Six certified instructors help to run the Rock Steady sessions at Downtown Gym, but Page and Collins are quick to point out that they would not be able to offer as many sessions as they do without the help of volunteers.
“We’re always looking for volunteers,” said Collins.
Volunteers, like Kate Fox of Gilford, help to encourage boxers through their routines, and partner with them on various exercises.
Rocky Steady sessions are filled with kinetic energy, loud music and lots of shouting and cheers from the participants. All that hooting and hollering is not just to build team spirit, Collins said.

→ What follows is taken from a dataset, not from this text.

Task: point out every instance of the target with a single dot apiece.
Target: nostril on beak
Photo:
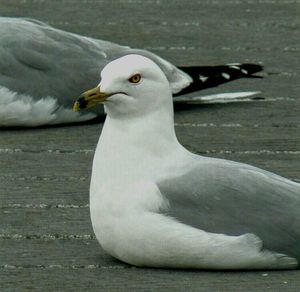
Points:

Because Parkinson’s can affect a person’s speech, all the shouted cheers during exercise routines “helps them with their vocalization,” she said.
In addition, the routines are designed so boxers have to multitask, whether it is hollering “Rock Steady ready” during their exercises or standing on a spongy BOSU ball while batting a balloon back and forth with a partner with badminton rackets, which helps with their improve eye-hand coordination and balance.
Suranyi said the benefits of exercise help those with other serious medical conditions, be it diabetes, obesity, or heart disease.
As a nurse experienced in working with cardiac patients, Page knows firsthand the benefits of medically supervised cardiac rehabilitation programs which include exercise appropriate to each individual patient. Exercise helps people maintain a healthy weight and helps improve circulation.
For diabetics, exercise, along with the right diet, helps keep blood-sugar levels closer to where they should be.
Page recalled that one person, who is now a regular at the gym, had been told that, without a change in her lifestyle, she would in time be having to take insulin and eventually would be in a wheelchair.
“People can be afraid of exercise,” she said.
Pike said exercise turned her life around. She formerly had handicap plates on her car, but she traded those plates in for a car rack to transport her kayak.
While being diagnosed with any chronic condition can cause a person to become despondent or withdrawn, Hattan said having Parkinson’s is not a death sentence.
“People with Parkinson’s live as long as anyone else, but they are compromised,“ she said.
Hattan said she recommends the Rock Steady program because she has seen how it has helped her patients. “That’s what I’ve seen in my practice,” she said.